The method by Sharma et al. [11] extracts features using a 1D CNN model and then passes them to the LSTM. Despite its good performance, the model complexity is high as compared to the proposed method. It takes an EEG signal trial of 60 s (7680 samples) as input and involves about ≈ 61,184 learnable parameters, which are difficult to learn from a limited amount of available EEG data. The method by Calhas et al. [16] employs Siamese Neural Network (SNN) architecture to learn discriminative features and uses classifiers such as KNN, NB, RF, SVM, and XGboost (XGB). This method also takes EEG trials of 60 s and requires more computational time; it is not based on an end-to-end learning approach. Unlike this method, our method was based on an end-to-end 1D CNN model. It integrated the feature extraction and classification modules in a unified learning framework, and because of this, it learned discriminative features in a better way and results in better performance. In addition, our method employed EEG signal trials of 3 s, and as such, it is more efficient than the methods in [11,12,13,16,21,27]. The complexities of the deep models used by Tynes et al. [14] and Aslan et al. [15] are very high, which are 5,048,898 and 138 million learnable parameters; they are difficult to train or fine-tune, avoiding overfitting using the available dataset. The methods of [14,15,16,27] convert EEG signal trials (1D) into 2D images and then employ 2D CNN; that is why the models are very complex. On the other hand, our method uses 1D CNN, and the design of the model is based on a pyramid approach, which further reduces the complexity of the model; the model contains only 7358 learnable parameters, which is a very small number compared to the models introduced in [11,14,15]; and it is easy to learn from the available data and avoid the overfitting problem. In addition, it needs very small storage space and is suitable for embedded systems.

6.2. Limitations of the Proposed Method

There are certain limitations, such as a small sample size, lack of stratification for severity, and subtypes of schizophrenia. The sample size of the available benchmark dataset is small; it consists of 84 subjects only. Moreover, it is also not clear what the level of severity of the subjects with schizophrenia is.
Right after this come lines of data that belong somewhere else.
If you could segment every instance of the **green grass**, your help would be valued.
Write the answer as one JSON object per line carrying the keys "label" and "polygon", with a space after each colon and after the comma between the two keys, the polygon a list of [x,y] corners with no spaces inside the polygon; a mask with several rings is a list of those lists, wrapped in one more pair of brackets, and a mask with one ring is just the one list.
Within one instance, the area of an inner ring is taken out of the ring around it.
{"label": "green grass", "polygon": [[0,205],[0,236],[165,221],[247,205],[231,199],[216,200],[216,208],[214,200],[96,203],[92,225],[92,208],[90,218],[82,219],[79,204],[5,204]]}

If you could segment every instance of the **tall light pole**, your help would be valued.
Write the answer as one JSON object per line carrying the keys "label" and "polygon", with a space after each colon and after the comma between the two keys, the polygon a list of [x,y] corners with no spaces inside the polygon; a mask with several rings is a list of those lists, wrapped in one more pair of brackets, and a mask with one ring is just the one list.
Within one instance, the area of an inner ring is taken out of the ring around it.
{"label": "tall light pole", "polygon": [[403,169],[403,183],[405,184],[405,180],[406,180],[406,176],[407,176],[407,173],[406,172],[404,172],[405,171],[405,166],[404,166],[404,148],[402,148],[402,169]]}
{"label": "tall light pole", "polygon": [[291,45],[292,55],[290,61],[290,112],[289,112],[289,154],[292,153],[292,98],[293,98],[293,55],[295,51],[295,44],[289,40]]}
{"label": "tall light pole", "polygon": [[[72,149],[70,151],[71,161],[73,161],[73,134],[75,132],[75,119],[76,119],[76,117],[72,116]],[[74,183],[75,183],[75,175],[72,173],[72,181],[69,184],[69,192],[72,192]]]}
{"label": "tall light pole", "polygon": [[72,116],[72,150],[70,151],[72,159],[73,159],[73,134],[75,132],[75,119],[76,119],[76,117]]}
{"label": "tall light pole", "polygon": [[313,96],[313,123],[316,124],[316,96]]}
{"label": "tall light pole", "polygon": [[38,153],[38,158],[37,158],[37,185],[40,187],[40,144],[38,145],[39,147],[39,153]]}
Also, the information about the subtypes of schizophrenia in the dataset is not known, and the performance of the method is clear in this context. In addition, there is the potential impact of variables such as medication use, gender, and illness phase on EEG patterns in schizophrenia. Future iterations of our model will aim to incorporate these factors to refine its diagnostic accuracy further. Preliminary data suggest potential variations in EEG signals correlated with these factors, indicating a promising direction for enhancing model robustness.

7. Conclusions

In this study, a lightweight 1D CNN model was proposed, which has a small number of learnable parameters and does not suffer from overfitting problems. Based on this model, we developed an ensemble-like method for schizophrenia detection. The introduced data augmentation scheme is effective in generating the patterns for training the CNN model. We thoroughly investigated the effect of different hyper-parameters to come up with the best choice. The analysis of the features learned by the proposed CNN model revealed that the features are discriminative and are correlated with frequency bands. The analysis of EEG signals from different brain regions showed that EEG signals from all brain regions collectively are more effective in detecting schizophrenia than any particular region. The method was evaluated using a benchmark dataset, and it achieved 99.88%, 100%, and 99.74% accuracy, sensitivity, and specificity scores, respectively, in addition to its robustness and low complexity. The comparison with the state-of-the-art methods reveals that it outperforms both methods based on hand-engineered features and deep learning. It will be helpful for neurologists in schizophrenia detection on EEG signals.